Paul Pillar

The Safe Haven Notion

More general habits of thought, especially American habits, are also in play.  One is a tendency toward spatial thinking that associates good guys and bad guys with different places on a map.  There is a tendency to imagine a Mordor whether one exists or not.  A further American tendency is to equate solving a security problem with an overseas use of military force.  Related to that is the American view of terrorism as primarily a foreign threat, notwithstanding the nature of most terrorist attacks within the United States since 9/11.
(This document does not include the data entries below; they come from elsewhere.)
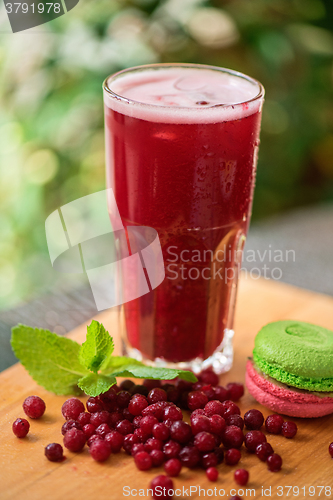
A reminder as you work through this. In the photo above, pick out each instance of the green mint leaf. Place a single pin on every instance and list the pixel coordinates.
(52, 361)
(95, 384)
(96, 351)
(150, 372)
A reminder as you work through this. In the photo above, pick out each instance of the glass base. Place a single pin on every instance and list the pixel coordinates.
(220, 361)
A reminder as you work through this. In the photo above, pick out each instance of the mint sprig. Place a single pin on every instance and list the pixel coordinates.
(64, 367)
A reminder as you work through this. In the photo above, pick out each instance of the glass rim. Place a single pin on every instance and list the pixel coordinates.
(114, 76)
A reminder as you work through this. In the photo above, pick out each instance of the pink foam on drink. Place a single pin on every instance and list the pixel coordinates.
(183, 95)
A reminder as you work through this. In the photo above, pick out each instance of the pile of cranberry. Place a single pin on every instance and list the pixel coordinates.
(147, 422)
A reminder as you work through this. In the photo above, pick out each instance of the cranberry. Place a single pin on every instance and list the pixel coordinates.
(123, 398)
(235, 420)
(173, 467)
(136, 448)
(274, 462)
(137, 405)
(72, 408)
(181, 431)
(204, 441)
(100, 450)
(221, 394)
(94, 404)
(126, 385)
(100, 417)
(241, 477)
(115, 440)
(84, 418)
(93, 438)
(209, 460)
(289, 429)
(157, 457)
(230, 408)
(208, 376)
(330, 449)
(214, 407)
(128, 443)
(161, 486)
(143, 460)
(217, 425)
(89, 430)
(232, 437)
(153, 444)
(235, 391)
(54, 452)
(253, 439)
(200, 423)
(161, 431)
(212, 474)
(21, 427)
(172, 413)
(34, 407)
(253, 419)
(102, 430)
(232, 456)
(74, 440)
(263, 451)
(189, 456)
(274, 423)
(196, 399)
(139, 389)
(124, 427)
(171, 449)
(69, 424)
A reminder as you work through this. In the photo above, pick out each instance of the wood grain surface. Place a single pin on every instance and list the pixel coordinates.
(26, 474)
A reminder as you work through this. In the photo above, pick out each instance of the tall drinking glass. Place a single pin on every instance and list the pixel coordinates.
(181, 152)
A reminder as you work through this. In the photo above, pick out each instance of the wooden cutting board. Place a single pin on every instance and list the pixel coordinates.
(26, 474)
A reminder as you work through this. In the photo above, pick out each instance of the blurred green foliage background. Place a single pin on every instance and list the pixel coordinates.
(51, 119)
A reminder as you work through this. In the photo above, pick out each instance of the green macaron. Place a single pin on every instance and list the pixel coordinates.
(297, 354)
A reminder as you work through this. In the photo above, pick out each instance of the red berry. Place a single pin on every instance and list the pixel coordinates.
(253, 419)
(21, 427)
(232, 456)
(241, 477)
(208, 376)
(161, 431)
(253, 439)
(274, 423)
(171, 449)
(212, 474)
(180, 431)
(330, 449)
(274, 462)
(34, 407)
(235, 391)
(157, 457)
(143, 460)
(100, 450)
(204, 441)
(54, 452)
(196, 400)
(116, 440)
(189, 456)
(232, 437)
(263, 451)
(74, 440)
(161, 486)
(173, 467)
(72, 408)
(289, 429)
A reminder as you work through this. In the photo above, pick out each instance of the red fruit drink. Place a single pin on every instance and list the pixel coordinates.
(182, 144)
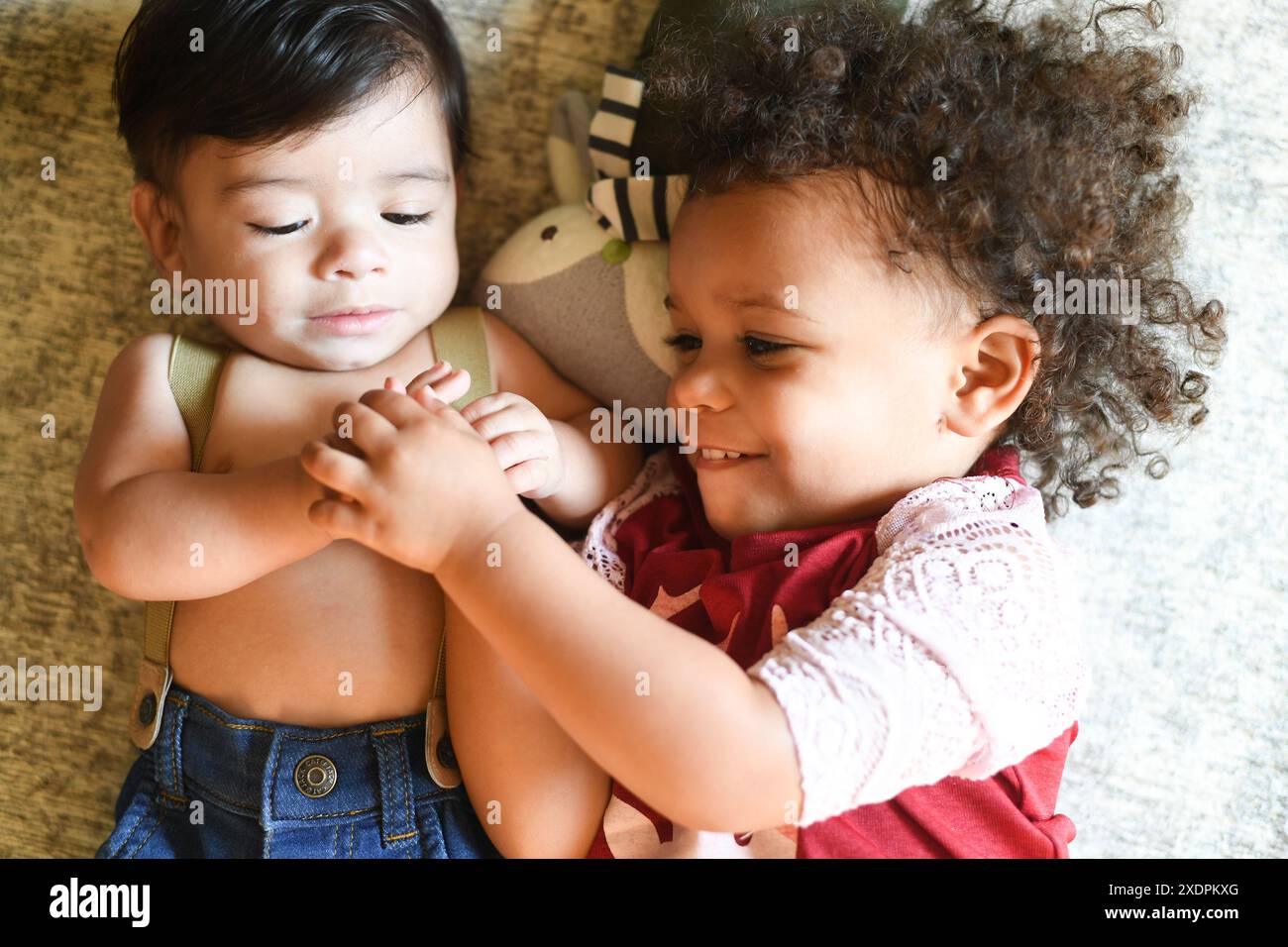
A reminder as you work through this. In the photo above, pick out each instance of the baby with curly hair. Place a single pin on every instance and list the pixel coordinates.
(840, 628)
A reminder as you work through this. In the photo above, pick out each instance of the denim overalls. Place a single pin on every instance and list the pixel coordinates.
(207, 784)
(218, 787)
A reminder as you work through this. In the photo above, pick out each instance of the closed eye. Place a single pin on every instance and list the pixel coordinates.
(399, 219)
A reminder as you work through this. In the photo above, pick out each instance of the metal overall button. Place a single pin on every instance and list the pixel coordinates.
(147, 709)
(314, 776)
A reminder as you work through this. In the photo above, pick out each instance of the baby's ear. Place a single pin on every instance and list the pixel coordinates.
(158, 222)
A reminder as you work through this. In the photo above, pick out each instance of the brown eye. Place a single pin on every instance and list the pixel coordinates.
(763, 347)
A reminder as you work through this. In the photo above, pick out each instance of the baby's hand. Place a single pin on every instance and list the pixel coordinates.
(423, 482)
(442, 381)
(523, 441)
(522, 437)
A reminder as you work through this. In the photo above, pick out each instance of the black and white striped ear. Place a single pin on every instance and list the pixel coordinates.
(626, 200)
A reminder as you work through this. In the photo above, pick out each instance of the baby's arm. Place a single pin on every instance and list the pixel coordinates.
(593, 474)
(536, 792)
(140, 508)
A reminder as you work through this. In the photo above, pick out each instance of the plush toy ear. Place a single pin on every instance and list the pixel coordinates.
(568, 149)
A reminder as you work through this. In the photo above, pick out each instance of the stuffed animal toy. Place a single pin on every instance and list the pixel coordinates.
(585, 281)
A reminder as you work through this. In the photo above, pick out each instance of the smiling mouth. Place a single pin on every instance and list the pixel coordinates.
(719, 459)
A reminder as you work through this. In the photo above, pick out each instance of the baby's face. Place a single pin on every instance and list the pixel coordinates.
(360, 215)
(835, 403)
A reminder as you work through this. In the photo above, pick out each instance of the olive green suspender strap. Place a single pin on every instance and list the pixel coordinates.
(458, 339)
(193, 375)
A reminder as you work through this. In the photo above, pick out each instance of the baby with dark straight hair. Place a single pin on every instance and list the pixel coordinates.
(299, 165)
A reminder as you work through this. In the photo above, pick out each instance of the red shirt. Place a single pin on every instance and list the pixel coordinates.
(743, 596)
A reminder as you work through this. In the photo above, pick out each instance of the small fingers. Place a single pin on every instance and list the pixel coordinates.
(528, 475)
(342, 521)
(335, 470)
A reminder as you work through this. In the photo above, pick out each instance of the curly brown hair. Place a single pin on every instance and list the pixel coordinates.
(1005, 154)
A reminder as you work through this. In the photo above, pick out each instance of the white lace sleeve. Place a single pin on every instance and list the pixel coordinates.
(957, 654)
(599, 547)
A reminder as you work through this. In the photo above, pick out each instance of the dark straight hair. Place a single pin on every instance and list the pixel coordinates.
(269, 68)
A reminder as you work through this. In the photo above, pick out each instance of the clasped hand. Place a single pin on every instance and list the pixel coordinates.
(412, 478)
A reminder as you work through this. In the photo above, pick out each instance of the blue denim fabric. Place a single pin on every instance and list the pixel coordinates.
(382, 802)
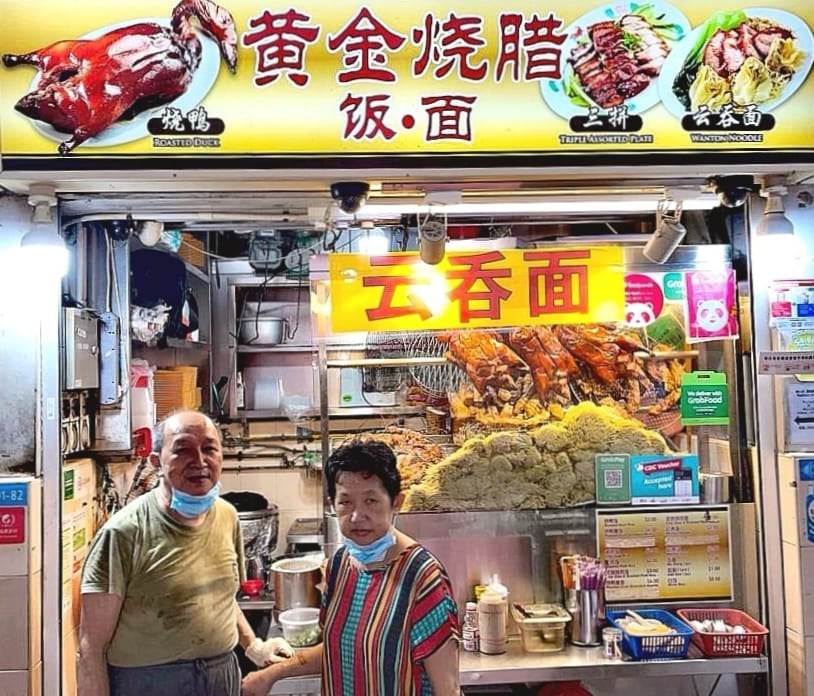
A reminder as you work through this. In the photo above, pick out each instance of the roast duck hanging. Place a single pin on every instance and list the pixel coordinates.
(85, 85)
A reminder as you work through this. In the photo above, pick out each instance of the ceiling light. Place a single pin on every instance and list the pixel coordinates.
(432, 239)
(774, 222)
(42, 243)
(380, 209)
(668, 233)
(150, 231)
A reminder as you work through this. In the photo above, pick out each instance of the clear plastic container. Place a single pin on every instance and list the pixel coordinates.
(301, 626)
(542, 626)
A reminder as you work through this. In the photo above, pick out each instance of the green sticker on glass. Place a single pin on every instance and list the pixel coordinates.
(704, 398)
(673, 286)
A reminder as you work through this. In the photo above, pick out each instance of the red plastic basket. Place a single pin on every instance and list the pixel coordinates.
(749, 644)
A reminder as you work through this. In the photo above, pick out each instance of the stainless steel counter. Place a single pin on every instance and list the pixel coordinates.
(518, 667)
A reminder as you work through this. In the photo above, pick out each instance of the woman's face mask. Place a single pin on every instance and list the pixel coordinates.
(373, 552)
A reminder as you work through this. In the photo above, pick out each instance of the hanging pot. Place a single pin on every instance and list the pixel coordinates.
(262, 330)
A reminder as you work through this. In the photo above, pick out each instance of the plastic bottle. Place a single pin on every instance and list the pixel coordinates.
(470, 632)
(492, 613)
(240, 392)
(810, 514)
(501, 589)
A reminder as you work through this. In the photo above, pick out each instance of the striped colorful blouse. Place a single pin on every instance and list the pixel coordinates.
(380, 625)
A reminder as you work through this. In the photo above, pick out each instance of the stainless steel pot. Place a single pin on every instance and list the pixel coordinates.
(259, 523)
(262, 330)
(294, 581)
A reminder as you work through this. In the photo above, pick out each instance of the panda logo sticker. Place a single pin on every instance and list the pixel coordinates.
(644, 300)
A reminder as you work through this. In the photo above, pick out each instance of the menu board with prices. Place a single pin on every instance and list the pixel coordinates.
(666, 555)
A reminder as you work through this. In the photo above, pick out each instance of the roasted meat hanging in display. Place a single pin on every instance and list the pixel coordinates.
(85, 85)
(529, 374)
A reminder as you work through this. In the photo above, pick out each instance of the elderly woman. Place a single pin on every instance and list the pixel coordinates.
(390, 623)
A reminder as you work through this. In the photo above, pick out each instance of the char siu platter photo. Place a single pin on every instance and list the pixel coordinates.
(757, 56)
(613, 56)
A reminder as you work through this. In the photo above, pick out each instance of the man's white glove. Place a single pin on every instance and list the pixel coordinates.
(266, 652)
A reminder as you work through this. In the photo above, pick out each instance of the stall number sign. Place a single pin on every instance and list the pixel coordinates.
(12, 524)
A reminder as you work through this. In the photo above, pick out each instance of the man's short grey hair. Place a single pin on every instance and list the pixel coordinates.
(159, 429)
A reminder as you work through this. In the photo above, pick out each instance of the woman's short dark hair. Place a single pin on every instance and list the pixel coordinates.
(371, 457)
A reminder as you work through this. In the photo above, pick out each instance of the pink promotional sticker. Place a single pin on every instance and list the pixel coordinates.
(709, 305)
(644, 300)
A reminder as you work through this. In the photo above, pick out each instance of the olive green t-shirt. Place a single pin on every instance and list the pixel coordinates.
(178, 583)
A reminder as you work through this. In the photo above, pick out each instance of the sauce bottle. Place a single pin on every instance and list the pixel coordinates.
(470, 633)
(493, 611)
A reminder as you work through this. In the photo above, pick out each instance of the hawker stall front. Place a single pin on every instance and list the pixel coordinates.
(524, 244)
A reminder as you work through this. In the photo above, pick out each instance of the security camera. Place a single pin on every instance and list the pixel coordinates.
(350, 195)
(733, 189)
An unfortunate effect of the persistent notion about terrorist safe havens is not only costly and unnecessary military expeditions; the notion also worsens the terrorist threat itself.  The overseas deployment of U.S. military forces provides a major motivation for anti-U.S. terrorism.  The collateral casualties and damage that inevitably result from operations by those forces accentuate the grievances that underlie such terrorism.

A relevant reminder about this comes from an incomplete and misleading passage in Trump’s speech about Afghanistan.  He referred to Iraq and asserted that “the vacuum we created by leaving too soon gave safe haven for ISIS to spread, to grow, recruit, and launch attacks.”  What he did not mention was that ISIS did not exist before the United States invaded Iraq in 2003.  The group arose, under a different name, as a direct result of the invasion and of the warfare within Iraq that the invasion ignited.  And lest we forget, a major part of the campaign to sell the invasion to the American public involved the fear of terrorism, the specter of dictators giving weapons of mass destruction to terrorists, and the idea that if we don’t fight the bad guys over there they will attack us at home.